Profiles#
This page describes the profiles
parameter that can be used with your API calls.
Profiles are used to to set extra options for common API calls and are sometimes distinct to a particular API.
Profiles are embedded with a JSON
type of notation along with the profiles
object for your API calls, for example:
Important
Please note that the value for the profiles
field in the code snippets must be enclosed in quotes ("

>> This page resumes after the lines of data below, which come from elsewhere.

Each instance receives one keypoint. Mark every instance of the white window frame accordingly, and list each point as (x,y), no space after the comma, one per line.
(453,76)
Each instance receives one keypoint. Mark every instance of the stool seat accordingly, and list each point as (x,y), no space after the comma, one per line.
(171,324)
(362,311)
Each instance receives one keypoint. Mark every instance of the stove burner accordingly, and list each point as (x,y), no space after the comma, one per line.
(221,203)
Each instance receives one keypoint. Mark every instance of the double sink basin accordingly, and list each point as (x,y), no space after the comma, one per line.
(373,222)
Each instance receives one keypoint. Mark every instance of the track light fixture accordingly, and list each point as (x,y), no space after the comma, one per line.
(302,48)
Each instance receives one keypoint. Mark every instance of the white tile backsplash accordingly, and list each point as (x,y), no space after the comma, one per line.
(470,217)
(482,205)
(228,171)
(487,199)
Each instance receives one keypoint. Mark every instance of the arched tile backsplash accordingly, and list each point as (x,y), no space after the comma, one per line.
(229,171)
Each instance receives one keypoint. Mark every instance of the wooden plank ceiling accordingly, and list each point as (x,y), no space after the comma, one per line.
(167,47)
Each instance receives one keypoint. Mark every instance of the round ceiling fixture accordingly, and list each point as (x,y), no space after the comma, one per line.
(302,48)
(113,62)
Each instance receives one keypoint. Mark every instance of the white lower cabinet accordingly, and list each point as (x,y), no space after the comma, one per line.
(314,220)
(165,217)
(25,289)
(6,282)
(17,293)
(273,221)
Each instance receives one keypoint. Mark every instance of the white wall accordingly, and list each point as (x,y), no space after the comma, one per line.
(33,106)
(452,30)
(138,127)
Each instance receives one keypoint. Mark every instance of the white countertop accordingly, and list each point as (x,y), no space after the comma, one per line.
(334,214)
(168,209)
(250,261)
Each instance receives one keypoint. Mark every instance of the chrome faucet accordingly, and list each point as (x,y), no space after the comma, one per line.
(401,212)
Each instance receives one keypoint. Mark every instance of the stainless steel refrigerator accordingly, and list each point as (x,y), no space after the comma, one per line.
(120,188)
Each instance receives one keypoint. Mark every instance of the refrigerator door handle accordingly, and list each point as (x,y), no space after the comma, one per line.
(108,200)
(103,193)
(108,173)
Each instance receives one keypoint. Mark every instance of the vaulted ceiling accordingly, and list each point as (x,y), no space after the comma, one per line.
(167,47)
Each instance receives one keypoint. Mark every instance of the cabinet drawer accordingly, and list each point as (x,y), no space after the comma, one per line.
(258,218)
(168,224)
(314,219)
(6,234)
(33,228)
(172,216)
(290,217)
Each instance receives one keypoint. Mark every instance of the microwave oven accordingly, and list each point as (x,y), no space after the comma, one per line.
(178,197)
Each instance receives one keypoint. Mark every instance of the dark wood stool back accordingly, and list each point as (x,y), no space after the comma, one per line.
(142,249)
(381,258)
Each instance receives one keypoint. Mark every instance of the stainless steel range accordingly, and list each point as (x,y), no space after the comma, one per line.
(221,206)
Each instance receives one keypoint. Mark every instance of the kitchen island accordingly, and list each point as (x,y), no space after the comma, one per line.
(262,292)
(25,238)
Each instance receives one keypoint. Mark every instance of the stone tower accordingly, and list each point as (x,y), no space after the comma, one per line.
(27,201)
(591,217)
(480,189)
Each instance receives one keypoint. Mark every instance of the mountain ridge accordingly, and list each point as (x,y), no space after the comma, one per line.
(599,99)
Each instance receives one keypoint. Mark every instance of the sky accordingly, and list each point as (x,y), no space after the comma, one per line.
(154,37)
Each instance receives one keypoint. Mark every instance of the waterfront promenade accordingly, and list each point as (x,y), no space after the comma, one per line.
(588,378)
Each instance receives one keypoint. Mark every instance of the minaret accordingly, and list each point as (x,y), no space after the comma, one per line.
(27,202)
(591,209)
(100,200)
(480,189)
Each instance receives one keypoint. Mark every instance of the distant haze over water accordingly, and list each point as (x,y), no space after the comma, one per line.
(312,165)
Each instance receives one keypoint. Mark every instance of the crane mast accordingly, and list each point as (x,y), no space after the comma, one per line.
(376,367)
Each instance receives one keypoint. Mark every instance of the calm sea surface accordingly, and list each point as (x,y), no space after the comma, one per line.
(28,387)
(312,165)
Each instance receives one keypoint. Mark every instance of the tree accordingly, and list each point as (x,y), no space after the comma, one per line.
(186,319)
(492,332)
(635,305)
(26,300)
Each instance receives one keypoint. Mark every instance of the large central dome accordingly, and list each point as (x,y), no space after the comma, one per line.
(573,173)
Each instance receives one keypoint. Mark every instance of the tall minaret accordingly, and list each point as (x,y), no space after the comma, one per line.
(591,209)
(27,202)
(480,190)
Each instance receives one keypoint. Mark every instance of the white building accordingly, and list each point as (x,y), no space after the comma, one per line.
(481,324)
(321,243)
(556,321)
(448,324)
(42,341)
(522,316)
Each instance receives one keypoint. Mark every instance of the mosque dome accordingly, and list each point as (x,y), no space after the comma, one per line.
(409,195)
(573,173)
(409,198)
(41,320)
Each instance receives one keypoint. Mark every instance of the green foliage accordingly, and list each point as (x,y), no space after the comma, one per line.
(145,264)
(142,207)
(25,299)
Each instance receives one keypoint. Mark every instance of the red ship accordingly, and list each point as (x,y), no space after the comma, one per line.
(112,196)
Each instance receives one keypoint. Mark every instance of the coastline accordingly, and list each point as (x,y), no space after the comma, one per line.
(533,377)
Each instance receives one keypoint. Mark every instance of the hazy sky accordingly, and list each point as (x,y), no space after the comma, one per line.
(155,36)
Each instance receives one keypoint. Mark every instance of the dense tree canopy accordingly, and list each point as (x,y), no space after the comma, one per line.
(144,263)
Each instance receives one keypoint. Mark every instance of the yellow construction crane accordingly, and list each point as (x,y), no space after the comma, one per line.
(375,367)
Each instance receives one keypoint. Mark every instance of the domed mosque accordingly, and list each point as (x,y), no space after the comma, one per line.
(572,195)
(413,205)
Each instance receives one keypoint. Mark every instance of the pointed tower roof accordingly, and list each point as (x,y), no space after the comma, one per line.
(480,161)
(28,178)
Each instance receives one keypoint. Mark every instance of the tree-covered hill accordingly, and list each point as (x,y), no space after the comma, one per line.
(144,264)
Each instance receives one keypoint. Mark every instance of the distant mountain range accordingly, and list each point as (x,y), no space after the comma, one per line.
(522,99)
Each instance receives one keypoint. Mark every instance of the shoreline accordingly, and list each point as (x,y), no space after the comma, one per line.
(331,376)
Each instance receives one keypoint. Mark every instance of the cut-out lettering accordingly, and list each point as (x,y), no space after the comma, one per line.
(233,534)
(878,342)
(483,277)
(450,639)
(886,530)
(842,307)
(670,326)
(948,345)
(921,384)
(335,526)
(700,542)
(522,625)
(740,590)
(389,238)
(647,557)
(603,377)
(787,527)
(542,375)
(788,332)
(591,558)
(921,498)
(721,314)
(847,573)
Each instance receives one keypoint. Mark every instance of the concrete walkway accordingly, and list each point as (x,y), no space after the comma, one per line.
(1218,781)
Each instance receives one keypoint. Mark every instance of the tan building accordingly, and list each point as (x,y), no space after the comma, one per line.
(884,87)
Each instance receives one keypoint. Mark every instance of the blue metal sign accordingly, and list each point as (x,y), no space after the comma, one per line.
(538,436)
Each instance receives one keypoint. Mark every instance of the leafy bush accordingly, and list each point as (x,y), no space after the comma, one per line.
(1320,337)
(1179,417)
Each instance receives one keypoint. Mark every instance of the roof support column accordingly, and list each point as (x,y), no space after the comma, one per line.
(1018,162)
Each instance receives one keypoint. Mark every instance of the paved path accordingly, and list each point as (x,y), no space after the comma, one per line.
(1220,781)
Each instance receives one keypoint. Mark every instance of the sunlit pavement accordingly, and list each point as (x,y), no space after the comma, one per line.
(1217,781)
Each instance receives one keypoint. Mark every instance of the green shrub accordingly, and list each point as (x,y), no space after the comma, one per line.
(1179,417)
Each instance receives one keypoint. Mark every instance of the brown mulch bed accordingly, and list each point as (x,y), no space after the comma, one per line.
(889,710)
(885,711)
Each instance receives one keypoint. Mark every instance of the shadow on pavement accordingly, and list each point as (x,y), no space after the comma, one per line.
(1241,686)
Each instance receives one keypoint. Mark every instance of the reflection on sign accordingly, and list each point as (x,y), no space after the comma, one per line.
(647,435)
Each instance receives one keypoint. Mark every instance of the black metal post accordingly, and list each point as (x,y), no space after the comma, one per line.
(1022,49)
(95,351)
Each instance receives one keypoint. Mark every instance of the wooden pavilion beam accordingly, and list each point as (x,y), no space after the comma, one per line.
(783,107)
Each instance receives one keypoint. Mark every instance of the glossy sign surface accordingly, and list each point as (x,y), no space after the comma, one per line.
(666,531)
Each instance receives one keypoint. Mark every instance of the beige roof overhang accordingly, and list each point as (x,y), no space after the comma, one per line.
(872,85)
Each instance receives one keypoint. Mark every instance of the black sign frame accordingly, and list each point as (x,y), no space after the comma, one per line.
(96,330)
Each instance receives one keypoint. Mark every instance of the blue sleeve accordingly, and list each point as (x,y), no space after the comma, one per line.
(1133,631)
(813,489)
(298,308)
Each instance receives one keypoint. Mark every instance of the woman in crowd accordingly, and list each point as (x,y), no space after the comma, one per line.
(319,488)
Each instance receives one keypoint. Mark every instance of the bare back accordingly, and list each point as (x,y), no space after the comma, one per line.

), making it a complete string. For example: { "profiles": "{'TrimSpaces':true, 'PreserveFormattingOnTextExtraction': true}"}
Sample Code#
{
"profiles": "{'TrimSpaces':true, 'PreserveFormattingOnTextExtraction': true}"
}
profiles = '"TrimSpaces": "True", "PreserveFormattingOnTextExtraction": "True" '
{
"profiles": "'TrimSpaces': 'True' , 'PreserveFormattingOnTextExtraction': 'True'"
}
String profiles = "{ 'TrimSpaces': 'True', 'PreserveFormattingOnTextExtraction': 'True' }";
const Profiles = "{ 'TrimSpaces': 'True', 'PreserveFormattingOnTextExtraction': 'True' }";
$Profiles = '{ "TrimSpaces": "True", "PreserveFormattingOnTextExtraction": "True" }'
{
"profiles": "'TrimSpaces': 'True' , 'PreserveFormattingOnTextExtraction': 'True'"
}
{
"url": "https://bytescout-com.s3-us-west-2.amazonaws.com/files/demo-files/cloud-api/pdf-to-json/sample.pdf",
"inline": true,
"profiles": "{ 'TrimSpaces': 'True', 'PreserveFormattingOnTextExtraction': 'True' }"
}
Generic Profile Options#
The following profiles
options are not specific to any one particular endpoint.
Standard Parameters#
The std_params
within the profiles
parameter enables the definition of regular API parameters in a JSON
format. This std_params
feature is designed to simplify the process of passing standard parameters and additional options in the profiles
parameter for PDF.co API requests.
When using Standard Parameters webhooks can be utilized by setting the callback
object with the URL of your choice. However, is is simpler to set the callback
object directly - see Webhooks & Callbacks for more.
Note
When std_params
are used in the profiles
parameter, if a parameter is duplicated within both std_params
and outside profiles, the value specified in std_params
will overwrite the duplicate value.
Therefore if you define a callback object in std_params
then it will overwrite any value you may have defined via the basic callback object!
std_params
Structure#
Description: Contains key-value pairs of standard parameters that will be used across PDF.co API requests.
Type:
JSON
Object (passed as a string)Example:
{ "profiles": "{'std_params': {'callback': 'webhook_url'}}" }
Practical Application#
Using the std_params
profile, you can define a set of standard parameters and configurations that will be consistently applied across your PDF.co API requests. This approach is particularly beneficial when using automation platforms like Zapier, Make, and others, where the number of parameters you can pass directly is limited.
Complete Request Example#
Here is a complete example illustrating the use of the std_params
profile with other parameters:
/pdf/convert/to/text
{
"url": "https://pdfco-test-files.s3.us-west-2.amazonaws.com/pdf-to-text/sample.pdf",
"inline": true,
"profiles": "{'std_params': {'callback': 'webhook_url', 'async': true}, 'ExtractShadowLikeText': false, 'ExtractColumnByColumn': true, 'OCRMode': 'Auto'}}",
"TrimSpaces": true,
"PreserveFormattingOnTextExtraction": true
}
Output as Base64#
If you require your output as base64
use the following:
{
"profiles": "{ 'outputDataFormat': 'base64' }"
}
Important
This output data format is supported by endpoints that generate binary files - PDF and images. The output is accessible via a generated link and the file under the link is in a base64-encoded text format.
Converting PDFs#
There are a variety of profiles
options which can be set when converting from PDF to other documents. These profiles
control how to extract the information from the source PDF file.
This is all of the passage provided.